The filtering threshold of the SNP data also made little difference to the prediction accuracy (Figure 7). Therefore it makes sense to remove SNPs that are poorly represented among the lines, and thereby reduce the computational time. Increasing the number of markers used in GS is known to improve prediction accuracies, but this is a small effect (Heffner et al., 2011) that reaches a plateau. A recent study with GBS data in pea (Annicchiarico et al., 2017) found that increasing the missing data threshold from 10 to 50% of lines caused a substantial increase in the number of markers, thereby improving the predictive ability. However, the increase in predictive accuracy plateaued; increasing the number of markers up to 400–500 improved prediction accuracy, but further increases produced little gain. In this case, bi-parental populations with relatively narrow genetic variation were used, which explains why a small number of markers was sufficient for GS. Similarly, in a large and diverse cohort of wheat breeding lines, increased markers produced an increase in predictive ability that reached a plateau at approximately 1500 markers (Bonnett et al., 2013). Therefore, it is likely that altering the filtering threshold had minimal effect in our study because the number of markers was high (>6000) at all thresholds.
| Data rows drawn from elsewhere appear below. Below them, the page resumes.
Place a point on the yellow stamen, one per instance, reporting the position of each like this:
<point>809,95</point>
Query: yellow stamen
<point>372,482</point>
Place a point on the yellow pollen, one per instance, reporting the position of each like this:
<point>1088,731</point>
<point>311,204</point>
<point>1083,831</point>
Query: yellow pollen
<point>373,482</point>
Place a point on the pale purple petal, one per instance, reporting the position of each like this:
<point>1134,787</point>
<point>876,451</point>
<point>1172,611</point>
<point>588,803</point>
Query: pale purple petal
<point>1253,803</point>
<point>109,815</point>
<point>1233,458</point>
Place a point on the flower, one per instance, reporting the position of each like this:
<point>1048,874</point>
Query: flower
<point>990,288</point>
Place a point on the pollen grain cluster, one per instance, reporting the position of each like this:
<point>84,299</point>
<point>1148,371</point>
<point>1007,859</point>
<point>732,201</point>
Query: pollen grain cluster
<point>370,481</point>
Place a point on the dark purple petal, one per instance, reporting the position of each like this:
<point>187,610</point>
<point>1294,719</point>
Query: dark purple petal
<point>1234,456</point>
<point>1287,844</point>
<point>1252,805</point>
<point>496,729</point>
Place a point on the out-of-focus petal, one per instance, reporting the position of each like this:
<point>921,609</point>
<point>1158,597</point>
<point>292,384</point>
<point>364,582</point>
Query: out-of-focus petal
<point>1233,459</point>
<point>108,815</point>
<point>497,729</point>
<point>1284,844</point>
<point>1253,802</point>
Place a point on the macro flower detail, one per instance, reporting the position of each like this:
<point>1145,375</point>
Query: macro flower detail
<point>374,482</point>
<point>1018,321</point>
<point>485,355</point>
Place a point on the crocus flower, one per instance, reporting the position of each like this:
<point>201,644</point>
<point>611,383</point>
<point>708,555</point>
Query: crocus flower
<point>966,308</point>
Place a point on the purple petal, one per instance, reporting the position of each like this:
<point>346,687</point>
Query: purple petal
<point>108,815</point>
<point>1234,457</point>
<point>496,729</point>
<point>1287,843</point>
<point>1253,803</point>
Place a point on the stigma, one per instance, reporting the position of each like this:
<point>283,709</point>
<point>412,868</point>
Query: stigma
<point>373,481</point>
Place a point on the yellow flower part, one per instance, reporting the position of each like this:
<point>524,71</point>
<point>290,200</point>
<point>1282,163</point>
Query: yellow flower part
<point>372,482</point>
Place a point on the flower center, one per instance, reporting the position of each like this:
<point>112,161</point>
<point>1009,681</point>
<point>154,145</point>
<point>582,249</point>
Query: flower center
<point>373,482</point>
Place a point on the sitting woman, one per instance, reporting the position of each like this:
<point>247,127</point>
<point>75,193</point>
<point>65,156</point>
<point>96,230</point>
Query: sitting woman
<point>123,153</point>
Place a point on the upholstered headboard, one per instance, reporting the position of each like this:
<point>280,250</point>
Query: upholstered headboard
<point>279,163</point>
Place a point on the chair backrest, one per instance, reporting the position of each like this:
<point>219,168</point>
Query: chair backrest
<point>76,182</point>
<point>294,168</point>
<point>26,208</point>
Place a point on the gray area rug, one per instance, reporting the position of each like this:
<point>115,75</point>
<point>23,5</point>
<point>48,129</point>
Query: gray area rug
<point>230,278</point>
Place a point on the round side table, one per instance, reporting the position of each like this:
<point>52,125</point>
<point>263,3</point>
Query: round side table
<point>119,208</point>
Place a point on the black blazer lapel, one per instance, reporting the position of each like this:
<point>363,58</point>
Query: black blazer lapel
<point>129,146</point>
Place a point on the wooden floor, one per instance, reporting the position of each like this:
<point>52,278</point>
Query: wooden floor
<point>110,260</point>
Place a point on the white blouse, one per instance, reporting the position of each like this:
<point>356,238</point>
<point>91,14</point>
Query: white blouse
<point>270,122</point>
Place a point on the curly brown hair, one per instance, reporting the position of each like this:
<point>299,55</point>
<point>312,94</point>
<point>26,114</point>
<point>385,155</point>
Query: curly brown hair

Complex analyses of the ASC trait data, including spatial, bivariate, and single-stage analyses, did not substantially improve the prediction accuracy over that of a simple grand mean value of the 2013 and 2015 means (Figure 8). This has some similarity to the results of GS in rye (Bernal-Vasquez et al., 2014) where complex spatial models did not improve the prediction accuracy, but using row and column effects was effective. In contrast, genomic prediction accuracy in barley was improved using a single-stage GS approach incorporating spatial effects and data from multi-environment trials (Oakey et al., 2016). The single-stage approach is considered to be the gold-standard as it fully accounts for the entire variance–covariance structure of the observed data, though it may not always be practical; for example, complicated models may fail to converge (Schulz-Streeck et al., 2013).

For a trait such as ASC which is difficult to phenotype reliably, requiring repeated field trials that are expensive, time consuming, and depend on the natural occurrence of disease that varies in prevalence and pathogen strain composition, the inclusion of genomic data can give a better estimate of the true trait value than phenotypic measurements alone. Therefore, GS is potentially valuable for pea breeding for this trait, and may be useful in different ways: to provide a better estimated BV for phenotyped lines; to predict BV for lines that are not phenotyped, and to predict BV across environments. However, for GS to be effective, the choice of training population is critical; it must adequately represent the testing population so that accurate trait values are predicted. In addition, the costs associated with genotyping must be outweighed by the cost savings generated through a reduction in phenotyping effort. GS in pea would benefit from the availability of a high quality genome sequence, and results are also likely to be improved by using a larger number of pea lines, and running more trials.

Data Availability Statement

The mean values for the trait data in this study can be found in Supplementary File 1. The SNP data for 205 pea lines and 6019 SNPs can be found in Supplementary File 3. The raw data supporting the conclusions of this manuscript will be made available by the authors, without undue reservation, to any qualified researcher.

Author Contributions

MC coordinated the project, made GBS libraries, did GS analyses, and drafted the manuscript. DG supervised the field trials and collection of phenotype data. CW conducted GS analyses. ST conducted bioinformatics analysis. TF collected samples for genotyping and isolated DNA. RC isolated DNA. FK collected phenotypic data. GT-V conceived and initiated the project and secured funding. All authors contributed to and approved the final manuscript.

Funding

This research was supported by The New Zealand Institute for Plant and Food Research Limited through its internal Discovery Science fund.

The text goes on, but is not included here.